“Trust Janet,” he said. “Janet won’t steer us wrong. Janet knows what she’s doing. Janet knows the way.”
“Harumph,” I mumbled, arms crossed as I threw myself back into the seat. “Janet’s going to drive us to Kansas … through a lake.”
Janet is the GPS navigation system that sits on the dash of my wife’s cousin’s husband’s SUV. I don’t know if Janet is her real name or just the name they gave her, but she speaks in a very soft, sophisticated and (frankly) uppity voice as she politely dishes out directions to here and there.
“You are approaching the intersection. Turn right.”
We were leaving Sea World and hundreds of my wife’s family members were packed into the automobile. It was already dark, but Janet had it all figured out, even though she’s from Long Island and I’ve driven from Orlando to St. Augustine hundreds of times. I was dubious, especially as she told us to turn right. As we did, I looked over to see a sign for the Interstate on the road we just left.
“Um … I think Janet might be drunk,” I said.
“Just TRUST her,” I was told.
But I don’t trust her. Not that I have anything against her. She seems like a perfectly nice satellite navigation system — polite, eager to please, very colorful. But I don’t think she knows beans about the best way to get from point A to point B.
To prove my point, I told the tale about the couple in Oregon who spent three nights — over Christmas, no less — stuck in their car, surrounded by snow and with an 11-month-old, all because their GPS found a shortcut through the forest that wasn’t passable. Rescuers had to get them out. In its defense, a satellite navigation system is not a weatherman and doesn’t really know if an unused service road is snowed in. But on the other hand, it also told them they were in sunny Jamaica.
Honestly, I don’t blame the technology — I love technology. I’m a child of technology. My mother was an automatic can opener and my father a microwave. But it’s the people who follow these things blindly that I don’t understand. As if a machine — a blasted hunk of plastic, transistors and microchips — can better understand the lay of the land without a single eyeball or an ounce of common sense.
Take the gent in England last March who followed his GPS’ directions, drove his car down a footpath and nearly careened off a cliff. Who do you blame in that situation? First off, he did ask for the quickest route down the mountain (computers are like dogs … all too happy to make their owners happy) and he probably shouldn’t have been in the backseat playing pinochle instead of driving. A GPS system doesn’t understand a little concept called gravity. And in a court of law it would rightly argue that the driver should have paid more attention. “Sure, I told him to go drive off a cliff, but doesn’t he have freewill? And you can’t blame me for those bum stock tips either.”

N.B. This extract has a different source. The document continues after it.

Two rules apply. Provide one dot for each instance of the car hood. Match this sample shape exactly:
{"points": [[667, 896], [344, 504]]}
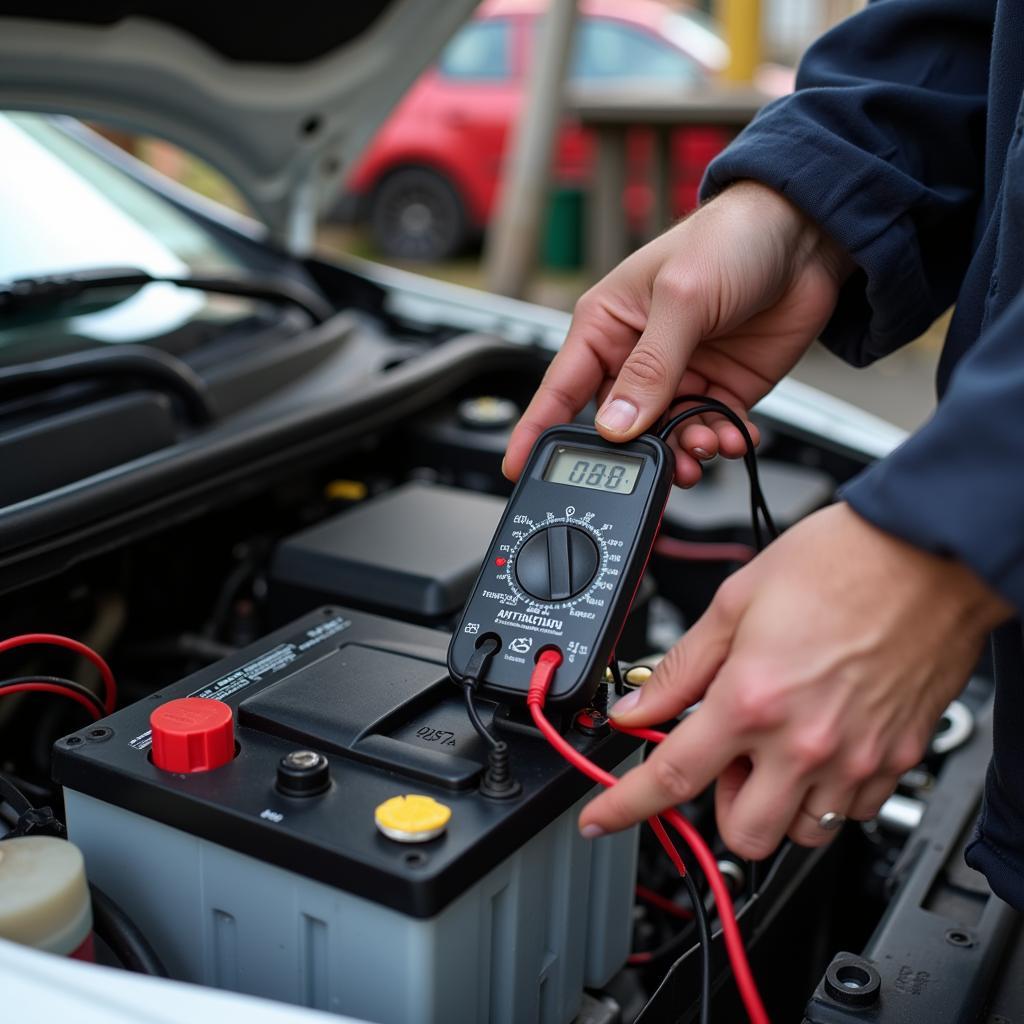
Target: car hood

Maybe it’s the sultry, seductive and tantalizing voices they fit these GPS systems with. Maybe it does people in. I’ll admit: Janet did have a way about her. “Hey honeybun,” she would say.

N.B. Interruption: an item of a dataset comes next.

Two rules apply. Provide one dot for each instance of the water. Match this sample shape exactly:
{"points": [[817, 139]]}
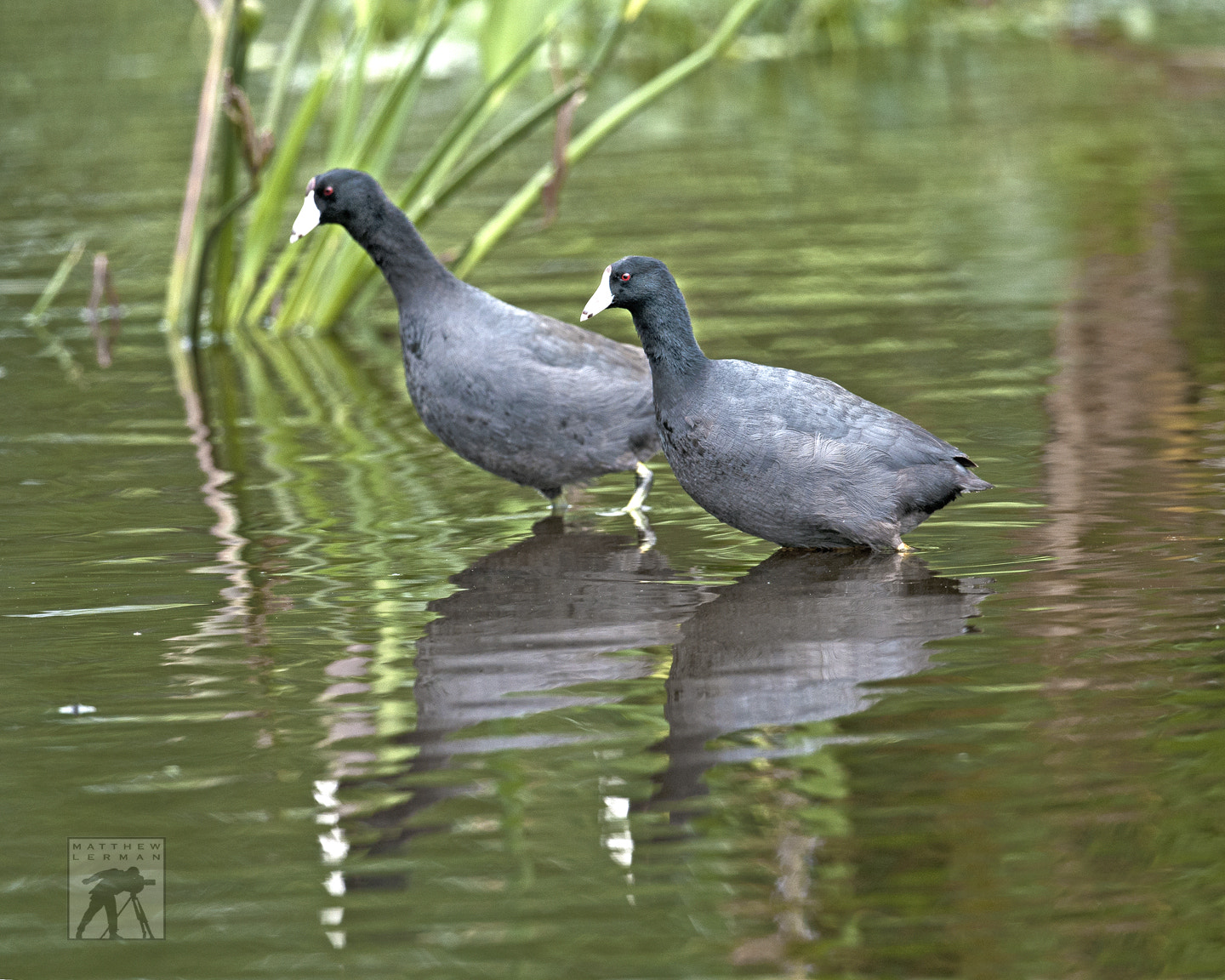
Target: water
{"points": [[393, 723]]}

“Why don’t YOU turn left up here on this deserted logging road. You see it … with the pit bulls and the guy out sharpening his ax. That would make me SOOOO happy.”
Most guys can’t help it.
“Yeah, Janet. Anything for you. I’d fly to the moon for you, doll. Say, did you mean the road with all the decapitated chickens strewn around?”
Personally I would rather have someone more grumbly and gruff giving me directions, like a trucker named Leroy, or maybe Lenny the Fist. “Look here, you SOB,” it would say. “I told you to turn left. Now do it or I’ll kick your teeth in.”
I’d turn.
But what’s wrong with a good ole’ map. For centuries we’ve gotten lost perfectly fine with a big, awkward sheet of paper obstructing our view of the road.
What do we need the poor judgment of a computer for when we’re perfectly capable of screwing things up all on our own.